Wesleyan Arguments in Favor of Prevenient Grace (Part IV) by Thomas Schreiner

By April 23, 2011Prevenient Grace

Dr. Thomas Schreiner

Dr. Thomas Schreiner

For all Bible-believing Christians, the most important question in matters of doctrinal dispute is this: what is the Bible’s teaching as it pertains to the issue at hand? Calvinists and Armimans likewise must turn to the Bible. The critical question is whether or not the doctrine of prevenient grace is supported by Scripture. We cannot examine this issue until we see the arguments that are put forward to defend the doctrine. Wesleyans use at least four arguments to support the idea that prevenient grace is a doctrine rooted in Scripture.

First, the Scripture text that is appealed to quite often is John 1:9.[34]  ”The true light that gives light to every man was coming into the world.” The meaning of this text is not analyzed in detail by Wesleyan scholars, but their understanding seems clear enough.
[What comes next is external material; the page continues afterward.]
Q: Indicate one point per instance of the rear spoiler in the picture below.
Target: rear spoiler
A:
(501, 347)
The coming of Jesus Christ into the world brought enough light to all people so that they are now able to reject or accept the message of the gospel. The illumination (photizet) refers to the granting of grace that overcomes the darkness that penetrated human hearts as a result of Adam’s sin. This illumination does not guarantee salvation; it simply makes it possible for men and women to choose salvation.
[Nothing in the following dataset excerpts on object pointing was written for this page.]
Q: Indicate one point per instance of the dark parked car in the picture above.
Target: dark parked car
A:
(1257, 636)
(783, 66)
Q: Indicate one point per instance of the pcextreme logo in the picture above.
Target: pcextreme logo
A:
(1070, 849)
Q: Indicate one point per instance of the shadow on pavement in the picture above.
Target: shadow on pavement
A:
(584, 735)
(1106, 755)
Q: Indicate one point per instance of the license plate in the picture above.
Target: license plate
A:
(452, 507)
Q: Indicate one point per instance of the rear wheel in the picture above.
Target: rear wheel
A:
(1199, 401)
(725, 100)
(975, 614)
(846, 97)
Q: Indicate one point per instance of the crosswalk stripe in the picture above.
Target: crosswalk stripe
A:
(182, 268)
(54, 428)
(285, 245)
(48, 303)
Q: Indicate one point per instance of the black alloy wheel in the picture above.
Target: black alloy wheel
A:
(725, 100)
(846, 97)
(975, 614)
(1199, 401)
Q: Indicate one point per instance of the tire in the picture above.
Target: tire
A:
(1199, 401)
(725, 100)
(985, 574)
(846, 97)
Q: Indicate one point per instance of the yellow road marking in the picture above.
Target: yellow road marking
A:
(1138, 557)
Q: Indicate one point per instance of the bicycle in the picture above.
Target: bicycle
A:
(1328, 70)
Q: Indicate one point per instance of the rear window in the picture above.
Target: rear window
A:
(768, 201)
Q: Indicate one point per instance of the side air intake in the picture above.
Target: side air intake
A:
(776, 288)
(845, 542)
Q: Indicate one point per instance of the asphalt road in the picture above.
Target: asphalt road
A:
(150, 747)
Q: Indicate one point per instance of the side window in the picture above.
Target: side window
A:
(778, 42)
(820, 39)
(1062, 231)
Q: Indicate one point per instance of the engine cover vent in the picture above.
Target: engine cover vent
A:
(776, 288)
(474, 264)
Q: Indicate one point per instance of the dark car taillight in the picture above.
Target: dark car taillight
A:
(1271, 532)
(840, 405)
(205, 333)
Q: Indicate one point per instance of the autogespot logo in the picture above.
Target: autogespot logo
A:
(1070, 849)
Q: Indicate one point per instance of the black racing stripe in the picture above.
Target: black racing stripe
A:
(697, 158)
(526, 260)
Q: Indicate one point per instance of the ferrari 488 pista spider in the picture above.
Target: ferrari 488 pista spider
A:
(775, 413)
Such an understanding of the verse may be confirmed in the subsequent context. Some rejected the light and ”did not receive him” (John 1:11), while others responded to the light and ”received him” (John 1:12). It should also be noted that this illumination is not restricted to a few. It is granted to ”every person” (panta anthropon). This would support the Wesleyan view that prevenient grace is given to all people.
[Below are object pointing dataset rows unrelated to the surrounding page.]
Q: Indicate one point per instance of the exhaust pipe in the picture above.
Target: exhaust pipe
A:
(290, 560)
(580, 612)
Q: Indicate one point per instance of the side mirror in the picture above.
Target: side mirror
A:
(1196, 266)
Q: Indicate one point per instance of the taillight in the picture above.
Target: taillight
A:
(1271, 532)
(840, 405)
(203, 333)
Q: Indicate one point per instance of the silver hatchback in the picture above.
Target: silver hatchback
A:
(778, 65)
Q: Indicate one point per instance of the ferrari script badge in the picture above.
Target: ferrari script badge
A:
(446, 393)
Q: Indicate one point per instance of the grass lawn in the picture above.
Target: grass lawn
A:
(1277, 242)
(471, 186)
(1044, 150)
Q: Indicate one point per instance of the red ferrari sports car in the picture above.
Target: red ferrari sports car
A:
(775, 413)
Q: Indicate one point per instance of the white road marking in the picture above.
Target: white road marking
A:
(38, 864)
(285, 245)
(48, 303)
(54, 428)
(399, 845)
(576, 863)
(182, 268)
A second argument employed by Wesleyans is that prevenient grace is granted in the atonement of Christ (e.g., Tit. 2:11; John 12:32).[35]  This argument is bound up with the universality of Christ’s atonement. His death for all necessarily implies that grace is given to some extent to all. The argument is that Christ would not die for all unless all were granted the opportunity to accept or reject him. John 12:32 can be understood as supporting this theory. Jesus says, ”But I, when I am lifted up from the earth, will draw all men to myself.” Henry Thiessen says about this verse, ”There issues a power from the cross of Christ that goes out to all men, though many continue to resist that power.”[36]  In the death of Christ grace is operative so that all people are ”drawn” (helkuo) to him. The drawing does not guarantee salvation but makes it possible,[37] supporting the idea that grace is given in the atonement that reverses the total inability of people to choose God. In addition, it should be pointed out that John 12:32 refers to ”all people” (pantas). The grace given in the atonement is not limited to some but is universally distributed, giving all people everywhere the opportunity to respond or reject it.

The third Wesleyan argument in favor of prevenient grace has a theological cast. God must have granted the power to choose him because otherwise the warnings, invitations, and commands in Scripture are meaningless.[38]  Why would God give commands to people if they are unable to put them into practice? There are numerous texts in Scripture in which cornmands, invitations, and warnings are employed. Perhaps Romans 2:4 is a particularly appropriate verse to cite in support.[39]  ”Or do you show contempt for the riches of his kindness, tolerance and patience, not realizing that God’s kindness leads you toward repentance?” God would not cornmand people to repent and be waiting for them to repent if he knew that they could not do so. His kindness is such that he has provided the means for every person to repent if they would only avail themselves of that means.

Fourth, prevenient grace is supported by the very nature of God.[40]  A God of mercy, wisdom, justice, and love would not leave human beings without an opportunity to repent and choose salvation. A God of love and mercy who desires all to be saved (1 Tim. 2:4) would see to it that all have the chance to partake of salvation. If God elects only a few, he is guilty of partiality.[41]